You now have a cool ray tracer! What next?

1. Lights — You can do this explicitly, by sending shadow rays to lights, or it can be done implicitly by making some objects emit light, biasing scattered rays toward them, and then downweighting those rays to cancel out the bias. Both work. I am in the minority in favoring the latter approach.
2. Triangles — Most cool models are in triangle form. The model I/O is the worst and almost everybody tries to get somebody else’s code to do this.
3. Surface Textures — This lets you paste images on like wall paper. Pretty easy and a good thing to do.
4. Solid textures — Ken Perlin has his code online. Andrew Kensler has some very cool info at his blog.
5. Volumes and Media — Cool stuff and will challenge your software architecture. I favor making volumes have the hittable interface and probabilistically have intersections based on density. Your rendering code doesn’t even have to know it has volumes with that method.
6. Parallelism — Run 𝑁 copies of your code on 𝑁 cores with different random seeds. Average the 𝑁 runs. This averaging can also be done hierarchically where 𝑁/2 pairs can be averaged to get 𝑁/4 images, and pairs of those can be averaged. That method of parallelism should extend well into the thousands of cores with very little coding.

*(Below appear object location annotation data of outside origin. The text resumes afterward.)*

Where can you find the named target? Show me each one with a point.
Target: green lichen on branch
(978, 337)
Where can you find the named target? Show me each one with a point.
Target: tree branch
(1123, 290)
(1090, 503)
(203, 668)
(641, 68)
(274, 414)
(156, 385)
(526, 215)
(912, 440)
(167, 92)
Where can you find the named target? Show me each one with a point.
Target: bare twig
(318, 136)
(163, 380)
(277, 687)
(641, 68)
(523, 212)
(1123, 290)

Have fun, and please send me your cool images!

1. 光照。你可以使用阴影光线来显式实现这部分, 也可以使用产生光线的材质来隐式实现*。

2. 偏移散射光线, 然后降低这些光线的权重来消除偏移。这两种都行。硬要说的话, 我偏向后者一点点。【我猜这句话是在说消除自相交所导致的阴影 即Shadow Ance, 如果有人知道这是在说什么请教教我吧！】

3. 加入三角形。大部分模型都是三角网格。模型的IO部分是最恶心的, 基本上所有人都不想自己写, 都去找别人的代码用。

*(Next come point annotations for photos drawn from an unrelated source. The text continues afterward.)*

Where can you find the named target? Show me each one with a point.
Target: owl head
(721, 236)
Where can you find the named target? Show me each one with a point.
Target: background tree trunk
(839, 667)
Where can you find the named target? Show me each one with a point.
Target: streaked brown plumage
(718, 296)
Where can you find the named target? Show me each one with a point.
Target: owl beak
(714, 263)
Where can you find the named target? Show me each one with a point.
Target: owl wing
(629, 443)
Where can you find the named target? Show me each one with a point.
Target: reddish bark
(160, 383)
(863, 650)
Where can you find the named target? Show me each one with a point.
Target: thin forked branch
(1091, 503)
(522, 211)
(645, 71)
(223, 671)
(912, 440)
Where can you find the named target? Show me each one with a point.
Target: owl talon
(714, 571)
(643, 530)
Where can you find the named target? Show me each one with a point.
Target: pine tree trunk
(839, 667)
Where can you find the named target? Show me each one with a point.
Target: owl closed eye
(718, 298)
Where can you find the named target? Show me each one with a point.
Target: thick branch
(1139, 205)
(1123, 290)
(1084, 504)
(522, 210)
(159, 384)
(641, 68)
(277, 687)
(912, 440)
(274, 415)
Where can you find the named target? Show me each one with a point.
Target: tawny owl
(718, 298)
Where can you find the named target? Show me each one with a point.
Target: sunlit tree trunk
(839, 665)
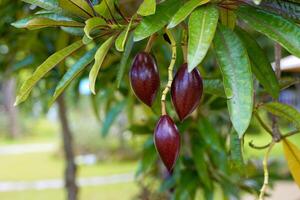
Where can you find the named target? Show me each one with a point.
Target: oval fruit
(167, 141)
(144, 78)
(186, 91)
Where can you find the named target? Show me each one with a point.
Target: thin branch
(263, 124)
(110, 12)
(170, 72)
(291, 134)
(150, 43)
(275, 129)
(184, 44)
(266, 172)
(259, 147)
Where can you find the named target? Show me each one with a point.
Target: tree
(208, 32)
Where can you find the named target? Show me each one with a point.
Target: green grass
(124, 191)
(263, 139)
(37, 166)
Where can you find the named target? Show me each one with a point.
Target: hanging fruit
(186, 91)
(167, 141)
(144, 78)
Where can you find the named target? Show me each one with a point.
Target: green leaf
(148, 7)
(46, 4)
(111, 116)
(261, 66)
(184, 11)
(121, 40)
(124, 59)
(103, 10)
(276, 27)
(292, 155)
(149, 156)
(45, 67)
(154, 23)
(284, 111)
(209, 134)
(99, 57)
(73, 31)
(78, 8)
(228, 18)
(236, 155)
(202, 27)
(214, 87)
(73, 72)
(91, 24)
(237, 77)
(41, 22)
(198, 154)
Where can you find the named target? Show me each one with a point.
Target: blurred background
(114, 158)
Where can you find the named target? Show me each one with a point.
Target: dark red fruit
(167, 141)
(186, 91)
(144, 78)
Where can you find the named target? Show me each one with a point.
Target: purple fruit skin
(186, 91)
(144, 78)
(167, 141)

4. 表面纹理*。这可以让你像贴墙纸一样把图片贴到物体上去。实现起来也很简单。

5. 固体纹理*。可以参见Ken Perlin的在线代码, Andrew Kensler的blog中也有关于这部分的信息。

6. 体积体(volumes 即雾等)*与其他介质。很Cool, 但是会改变你的代码构筑。我喜欢把体积体也设计成hittable的子类, 根据其密度来随机决定光线是否与其相交。使用这个方法, 你的渲染器甚至不用知道你渲的是体积体就渲出来了。

7. 并行优化。使用不同的随机种子, 把你的代码复制上N份跑在N个核心上,然后再求平均值。你可以分层来完成这部分工作, 比如分成N/2对, 每次平均求出N/4【为什么是N/4啊？？这翻译翻不下去了！】的图片, 然后在对这些对之间求平均值。这应该用不了多少代码【试试CUDA吧】。